É mais ou menos quando está começando o terço final de Billy Elliot (Billy Elliot), que o protagonista vivido com todo o carisma do mundo por um Jamie Bell ainda jovem, confronta seu severo pai com a única arma possível naquele momento: a dança. O balé. A arte. A arte que ele sonha, que ele deseja e que ele mantém secretamente, em aulas realizadas às escondidas com a excêntrica professora Mrs. Wilkinson (Julie Walters). Que dá cor aos seus dias sem graça na acinzentada pequena cidade inglesa em que mora com a família. É uma sequência bonita, comovente, que faz a ficha finalmente cair naquele pai tão linha dura (encarnado com vigor pelo ótimo Gary Lewis). É um ponto de virada dentro desse pequeno clássico moderno dirigido por Stephen Daldry (que dirigiria mais tarde os excelentes As Horas e O Leitor). É no ginásio local que aquilo que imaginávamos ser uma provável surra, se converte em apoio irrestrito quando o progenitor percebe o talento de seu filho. É difícil não se emocionar.
Na essência o filme, que chegou a receber algumas indicações ao Oscar na edição daquele ano, é mais um daqueles que faz com maestria o elogio ao poder da arte. E ainda o faz mesclando um tipo de "cinema social" que faz lembrar as películas dirigidas pelo Ken Loach (do recente Você Não Estava Aqui). Tanto o pai de Billie - um viúvo de nome Jackie - quanto seu irmão Tony (Jamie Draven) são mineiros de carvão que estão em greve, reivindicando melhores condições de trabalho - era algo recorrente no contexto político-social da Inglaterra do meio dos anos 80. Ao trio junta-se a avó, uma idosa praticamente inválida (Jean Heywood). Para ocupar os seus dias, o pai de Billie o envia para a academia local para aprender boxe. Ocorre que ele não gosta do esporte. Pior, por acaso, acaba entrando na aula de balé que está ocorrendo no mesmo local - já que o estúdio oficial foi improvisado para ocupação dos mineiros em greve. A paixão pela dança é imediata. Mas como o menino explicará para o seu pai que não está frequentando as aulas de boxe e sim as de balé?

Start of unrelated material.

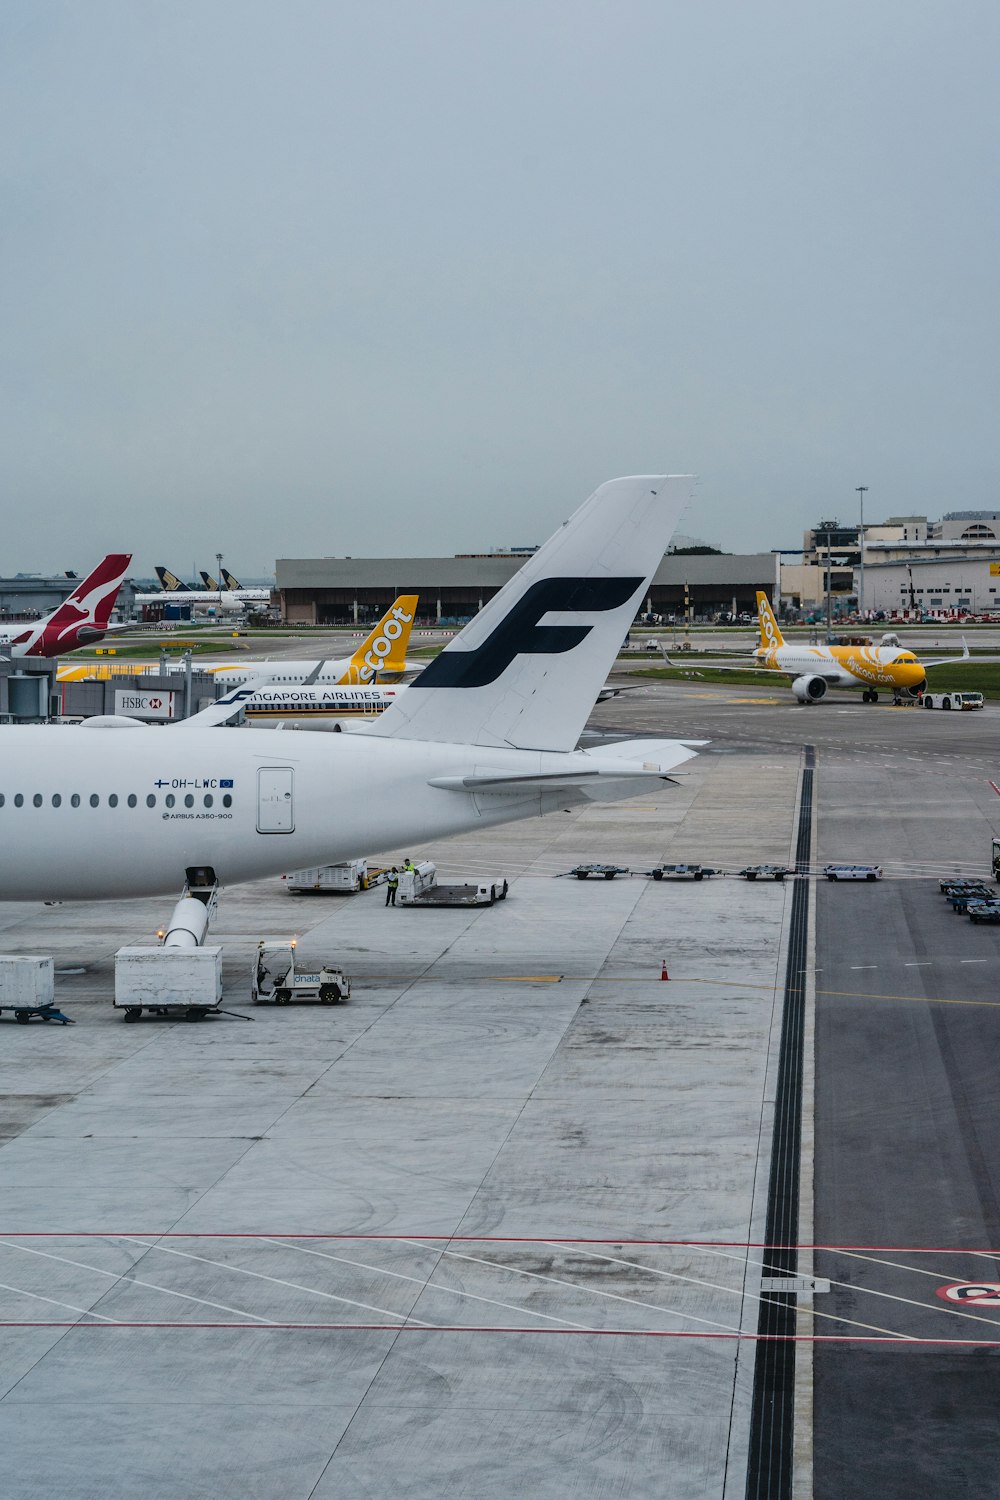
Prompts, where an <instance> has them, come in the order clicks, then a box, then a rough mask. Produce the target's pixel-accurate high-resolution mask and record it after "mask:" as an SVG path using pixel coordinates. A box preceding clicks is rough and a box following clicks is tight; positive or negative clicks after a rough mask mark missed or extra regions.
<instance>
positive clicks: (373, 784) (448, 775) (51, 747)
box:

É um arco dramático enxuto, mas que promove uma série de reflexões relevantes para a época - e que seguem, em partes, relevantes para os dias de hoje. Existem esportes exclusivamente de meninas? Ou de meninos? Os pais deveriam incentivar mais os talentos de seus filhos, independentemente de quais sejam? É o tipo de batalha a ser comprada juntos? E se não há dinheiro para esse tipo de investimento - aulas de balé certamente são caras -, como reivindicá-lo? Daldry utiliza com inteligência o microcosmo visto nesta cidade e que serve, por que não, como pano de fundo para discussões maiores que envolvem todo o tecido social - e que podem ir de reivindicações trabalhistas, a luta por igualdade de direitos. Não são poucas as cenas em que o pai e o irmão de Billy estão em luta com a polícia (ou as autoridades) - eles estão do lado dos grevistas. Há os "furadores" da greve, que aceitam trabalhar por valores irrisórios, certamente. Mas e quando Jackie vê a necessidade apertar mesmo, como conseguir algum tipo de vitória financeira?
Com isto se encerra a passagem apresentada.